BlackBerry rival heading for Nokia/Windows phones
From a consumer perspective we have never really been convinced by BlackBerry. Sure it works as push email solution, but in the UK at least you can wait anything between 5-15 minutes for the message that’s landed on your server to be ported to your device. Obviously it works in a totally different and rather amazing way in the corporate space, but consumers are best advised to look at other phones and maybe other email solutions.
One serious contender is SPROQIT which has been around for a few months now and works in an really interesting way. It acts as a kind of remote control for a person’s PC with messages forwarded to their mobile device as soon as they hit Outlook on the home computer.
Users can also send huge files via their device and not get stung with large phone bills for them as they instruct the computer to send them, not the mobile device. Another neat trick is that SPROQIT gives users the flexibility to download any part of a document, so if a user wants to access only the end of a presentation they can just grab that section of the document and once again save on data costs.

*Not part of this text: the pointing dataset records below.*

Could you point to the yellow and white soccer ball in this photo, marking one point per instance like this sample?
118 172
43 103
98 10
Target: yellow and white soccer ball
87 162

The big flaw with SPROQIT though has been that it has only been limited to the consumer space and only available with a small number of devices. Now the company has launched its Work Group system which enables corporates to set up multi-user systems.
More importantly for us punters though is that it is now ready to phones that use the Windows Mobile and Symbian platforms to its list of compatible devices (it currently only work with Pocket PC based handsets). So you’ll be able to use the system on your SPV or your Nokia with a few months. More details here.
2 comments
I’ll believe you when you ditch your small and delighful Siemens SL55 and SPV for a BlackBerry.